I'm messing around with C++, reading some books about good habits in this language. I had read about const_cast, and wrote simple program which answer question : can I strip const prefix and write value to this address ?
My code :
#include <iostream>
#include <iomanip>
int main ()
{
const int a = 5;
std::cout << std::hex << "&a = " << std::showbase << std::setfill('0') << &a << "\n";
int * b = const_cast<int *> (&a);
std::cout << std::hex << std::setfill('0') << "b = " << b << "\n";
std::cout << "Writing to address of a ..." << "\n";
*b = 10;
std::cout << "&a == b ? : " << ((&a == b) ? "True" : "False") << std::endl;
std::cout << a << std::endl;
std::cout << *b << std::endl;
return 0;
}
Output :
00:35|domin568[35] ~/Desktop/experiments/newcpp $ ./const
&a = 0x7ffee465c528
b = 0x7ffee465c528
Writing to address of a ...
&a == b ? : True
0x5
0xa
This situation made me curious, they operate on the same address but they have different values ? Let's debug it with lldb !
00:37|domin568[39] ~/Desktop/experiments/newcpp $ lldb const
(lldb) b const.cpp:11
...
(lldb) r
Process 32578 launched: '/Users/domin568/Desktop/experiments/newcpp/const' (x86_64)
&a = 0x7ffeefbff478
b = 0x7ffeefbff478
Writing to address of a ...
Process 32578 stopped
* thread #1, queue = 'com.apple.main-thread', stop reason = breakpoint 1.1
frame #0: 0x0000000100000dcb const`main at const.cpp:11
8 int * b = const_cast<int *> (&a);
9 std::cout << std::hex << std::setfill('0') << "b = " << b << "\n";
10 std::cout << "Writing to address of a ..." << "\n";
-> 11 *b = 10;
12 std::cout << "&a == b ? : " << ((&a == b) ? "True" : "False") << std::endl;
13 std::cout << a << std::endl;
14 std::cout << *b << std::endl;
Target 0: (const) stopped.
(lldb) p *b
(int) $0 = 5
(lldb) p b
(int *) $1 = 0x00007ffeefbff478
(lldb) p a
(const int) $2 = 5
(lldb) p &a
(const int *) $3 = 0x00007ffeefbff478
(lldb) s
Process 32578 stopped
* thread #1, queue = 'com.apple.main-thread', stop reason = step in
frame #0: 0x0000000100000dd8 const`main at const.cpp:12
9 std::cout << std::hex << std::setfill('0') << "b = " << b << "\n";
10 std::cout << "Writing to address of a ..." << "\n";
11 *b = 10;
-> 12 std::cout << "&a == b ? : " << ((&a == b) ? "True" : "False") << std::endl;
13 std::cout << a << std::endl;
14 std::cout << *b << std::endl;
15 return 0;
Target 0: (const) stopped.
(lldb) p *b
(int) $4 = 10
(lldb) p *a
error: indirection requires pointer operand ('int' invalid)
(lldb) p a
(const int) $5 = 10
(lldb) s
&a == b ? : True
Process 32578 stopped
* thread #1, queue = 'com.apple.main-thread', stop reason = step in
frame #0: 0x0000000100000e34 const`main at const.cpp:13
10 std::cout << "Writing to address of a ..." << "\n";
11 *b = 10;
12 std::cout << "&a == b ? : " << ((&a == b) ? "True" : "False") << std::endl;
-> 13 std::cout << a << std::endl;
14 std::cout << *b << std::endl;
15 return 0;
16 }
Target 0: (const) stopped.
(lldb) s
0x5 <---- wtf ? changed runtime ?
Could someone explain me what's behind the scene ? I know that's probably undefined behavior but why it behaves like that ?
Thanks in advance !
The const keyword in C++ is how you tell the compiler that you won't be modifying the value of the variable.

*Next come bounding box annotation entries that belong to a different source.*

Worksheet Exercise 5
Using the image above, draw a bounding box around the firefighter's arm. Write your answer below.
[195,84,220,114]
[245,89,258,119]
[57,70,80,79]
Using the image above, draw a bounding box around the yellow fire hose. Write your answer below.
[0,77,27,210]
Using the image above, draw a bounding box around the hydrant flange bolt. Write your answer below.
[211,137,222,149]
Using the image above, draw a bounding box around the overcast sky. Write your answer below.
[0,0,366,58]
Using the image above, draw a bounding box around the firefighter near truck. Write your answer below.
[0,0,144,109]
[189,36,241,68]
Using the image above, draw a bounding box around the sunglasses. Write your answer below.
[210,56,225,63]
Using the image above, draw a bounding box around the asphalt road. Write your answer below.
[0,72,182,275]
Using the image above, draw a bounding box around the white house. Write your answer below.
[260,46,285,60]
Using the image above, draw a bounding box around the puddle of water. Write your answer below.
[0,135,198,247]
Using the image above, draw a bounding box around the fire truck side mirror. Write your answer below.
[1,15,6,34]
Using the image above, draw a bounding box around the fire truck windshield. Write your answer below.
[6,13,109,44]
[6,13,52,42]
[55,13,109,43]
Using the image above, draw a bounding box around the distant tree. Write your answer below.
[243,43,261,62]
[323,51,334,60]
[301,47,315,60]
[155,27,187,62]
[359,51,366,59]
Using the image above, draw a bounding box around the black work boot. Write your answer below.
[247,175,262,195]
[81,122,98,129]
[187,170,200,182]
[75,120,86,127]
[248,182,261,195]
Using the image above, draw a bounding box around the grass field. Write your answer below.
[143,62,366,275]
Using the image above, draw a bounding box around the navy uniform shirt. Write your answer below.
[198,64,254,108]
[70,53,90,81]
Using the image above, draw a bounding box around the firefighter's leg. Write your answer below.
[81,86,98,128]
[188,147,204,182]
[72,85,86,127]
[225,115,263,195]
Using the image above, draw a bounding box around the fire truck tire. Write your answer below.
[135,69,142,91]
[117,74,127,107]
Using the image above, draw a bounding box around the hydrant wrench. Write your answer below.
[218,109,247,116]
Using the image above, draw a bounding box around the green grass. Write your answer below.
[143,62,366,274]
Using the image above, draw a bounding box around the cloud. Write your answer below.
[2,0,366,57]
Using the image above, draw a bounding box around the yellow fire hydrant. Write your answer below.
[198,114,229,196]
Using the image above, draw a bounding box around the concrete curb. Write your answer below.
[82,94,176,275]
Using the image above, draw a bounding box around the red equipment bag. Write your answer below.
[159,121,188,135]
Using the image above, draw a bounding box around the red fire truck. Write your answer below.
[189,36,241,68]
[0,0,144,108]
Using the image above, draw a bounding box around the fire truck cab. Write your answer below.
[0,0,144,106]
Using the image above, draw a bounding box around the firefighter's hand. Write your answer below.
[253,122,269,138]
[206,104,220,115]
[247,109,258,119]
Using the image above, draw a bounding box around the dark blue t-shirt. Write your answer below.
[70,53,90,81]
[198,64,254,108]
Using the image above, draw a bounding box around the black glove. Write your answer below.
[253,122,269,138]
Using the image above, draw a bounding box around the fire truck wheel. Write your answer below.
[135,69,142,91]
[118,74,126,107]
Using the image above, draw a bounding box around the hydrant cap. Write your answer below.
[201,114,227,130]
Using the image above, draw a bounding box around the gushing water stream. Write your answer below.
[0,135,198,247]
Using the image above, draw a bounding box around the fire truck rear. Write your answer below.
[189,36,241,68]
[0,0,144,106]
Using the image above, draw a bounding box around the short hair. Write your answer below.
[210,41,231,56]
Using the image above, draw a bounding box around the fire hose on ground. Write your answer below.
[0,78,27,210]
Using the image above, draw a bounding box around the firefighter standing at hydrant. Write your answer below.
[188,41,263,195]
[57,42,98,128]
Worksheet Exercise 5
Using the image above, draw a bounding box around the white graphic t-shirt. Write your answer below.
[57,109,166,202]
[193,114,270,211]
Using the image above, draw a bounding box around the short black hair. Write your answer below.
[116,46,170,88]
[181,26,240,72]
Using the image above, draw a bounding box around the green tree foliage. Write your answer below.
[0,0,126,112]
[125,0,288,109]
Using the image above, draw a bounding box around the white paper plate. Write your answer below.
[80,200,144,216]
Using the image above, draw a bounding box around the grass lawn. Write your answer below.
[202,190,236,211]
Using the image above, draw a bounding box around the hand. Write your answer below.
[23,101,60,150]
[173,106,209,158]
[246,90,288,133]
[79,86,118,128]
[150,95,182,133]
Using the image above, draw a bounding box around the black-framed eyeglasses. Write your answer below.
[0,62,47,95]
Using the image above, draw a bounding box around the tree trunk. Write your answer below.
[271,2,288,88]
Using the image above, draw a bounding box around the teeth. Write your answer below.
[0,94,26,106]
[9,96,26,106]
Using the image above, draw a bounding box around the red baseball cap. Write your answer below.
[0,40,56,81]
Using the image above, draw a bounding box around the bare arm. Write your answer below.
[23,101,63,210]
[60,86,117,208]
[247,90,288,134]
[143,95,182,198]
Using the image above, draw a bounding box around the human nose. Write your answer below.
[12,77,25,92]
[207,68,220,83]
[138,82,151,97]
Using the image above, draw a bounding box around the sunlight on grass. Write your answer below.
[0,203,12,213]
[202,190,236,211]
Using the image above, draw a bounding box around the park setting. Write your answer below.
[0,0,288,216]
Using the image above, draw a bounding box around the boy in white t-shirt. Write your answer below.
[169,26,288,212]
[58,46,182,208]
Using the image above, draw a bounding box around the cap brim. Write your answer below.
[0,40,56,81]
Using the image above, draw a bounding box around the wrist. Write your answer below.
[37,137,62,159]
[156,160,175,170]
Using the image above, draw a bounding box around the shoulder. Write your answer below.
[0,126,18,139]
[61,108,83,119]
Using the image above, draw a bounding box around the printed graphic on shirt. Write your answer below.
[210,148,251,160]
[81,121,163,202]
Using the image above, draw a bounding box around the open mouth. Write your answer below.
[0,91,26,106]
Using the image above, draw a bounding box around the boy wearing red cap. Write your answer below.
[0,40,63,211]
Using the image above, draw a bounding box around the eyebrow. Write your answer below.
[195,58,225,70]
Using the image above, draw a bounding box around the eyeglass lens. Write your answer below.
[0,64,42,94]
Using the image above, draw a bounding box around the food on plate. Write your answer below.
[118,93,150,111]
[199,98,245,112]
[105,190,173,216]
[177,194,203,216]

The value could still change, but the code operating on the const variable won't be doing the changing.
By declaring a variable to be be const does two things. First it causes the compiler to double check that you aren't changing the const variable. If you try and modify the variable it'll cause a compilation error. The second thing it does is allows the compiler to make some assumptions when it optimizes the code.
This second bit is probably why the two values reported in your program differ. The compiler sees that a is const, so it replaces every use of it with the value 5. To know for sure what exactly the compiler is outputting you'll need to inspect the assembly.
As you discovered, the language does provide ways for you to remove the const-ness, but it's almost never the right thing to do. As you have seen, using const_cast can have unexpected results.